The fire started just before 10 a.m. at a home in the 2200 block of Douglas Street and spread to two other homes, said D.C. fire department spokesman Alan Etter.

Roughly 180 firefighters and personnel using 70 pieces of equipment controlled the blaze in about 75 minutes.

Mr. Etter said there were no injuries but the fire destroyed two of the homes and left a residence at 2212 Douglas St. with “significant damage.”

“The fire department arrived to a home that was fully engulfed and had already spread to at least one of the homes,” he said. “This fire had been going on for a very long time before anybody even noticed it.”

Officials Thursday afternoon had not yet been able to determine the cause of the fire, which was extinguished by about 11:15 a.m.

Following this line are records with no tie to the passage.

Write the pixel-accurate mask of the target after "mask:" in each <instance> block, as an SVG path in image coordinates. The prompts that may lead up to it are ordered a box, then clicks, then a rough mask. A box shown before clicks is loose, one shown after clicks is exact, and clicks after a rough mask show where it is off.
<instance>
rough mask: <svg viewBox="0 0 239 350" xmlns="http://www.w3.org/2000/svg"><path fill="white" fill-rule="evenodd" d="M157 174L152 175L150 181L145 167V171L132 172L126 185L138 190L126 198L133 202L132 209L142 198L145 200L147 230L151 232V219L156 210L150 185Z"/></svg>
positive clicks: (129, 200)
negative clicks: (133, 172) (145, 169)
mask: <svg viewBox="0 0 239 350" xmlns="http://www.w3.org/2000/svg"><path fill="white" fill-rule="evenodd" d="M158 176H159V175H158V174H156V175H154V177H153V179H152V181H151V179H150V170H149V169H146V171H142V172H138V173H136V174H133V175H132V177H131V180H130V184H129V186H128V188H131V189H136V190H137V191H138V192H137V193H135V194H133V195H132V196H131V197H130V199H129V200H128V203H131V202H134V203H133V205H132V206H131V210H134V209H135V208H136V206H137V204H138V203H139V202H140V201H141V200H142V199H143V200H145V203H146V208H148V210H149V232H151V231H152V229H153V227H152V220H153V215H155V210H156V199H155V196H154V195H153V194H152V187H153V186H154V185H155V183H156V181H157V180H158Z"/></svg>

Mr. Etter said the home where the blaze started was too unsound for an investigator to enter, but officials hoped to be able to determine a cause later.

He also said officials did not immediately know how many people were displaced by the blaze.

“We don’t know exactly who lives where yet,” he said.

Members of the Myers family, who lived in one of the homes, were at a kindergarten ceremony at a nearby elementary school when neighbors told them their home was on fire, according to WJLA-TV (Channel 7).

“All I can do is laugh to keep from crying,” Bernard Myers told the station. “I mean, I had … 37 years of my life in that house.”

Mr. Etter said multiple-alarm fires in the District are not common. He said the city’s last multiple-alarm fire occurred April 26, and the last three-alarm fires in the city likely were the ones that damaged Eastern Market and the Georgetown library branch in 2007.

A five-alarm fire in 2008 destroyed a Mount Pleasant apartment building and left about 200 people homeless.

“While multiple-alarm fires don’t happen very frequently, we must be prepared to respond with whatever resources are necessary to deal with any emergency,” Mr. Etter said.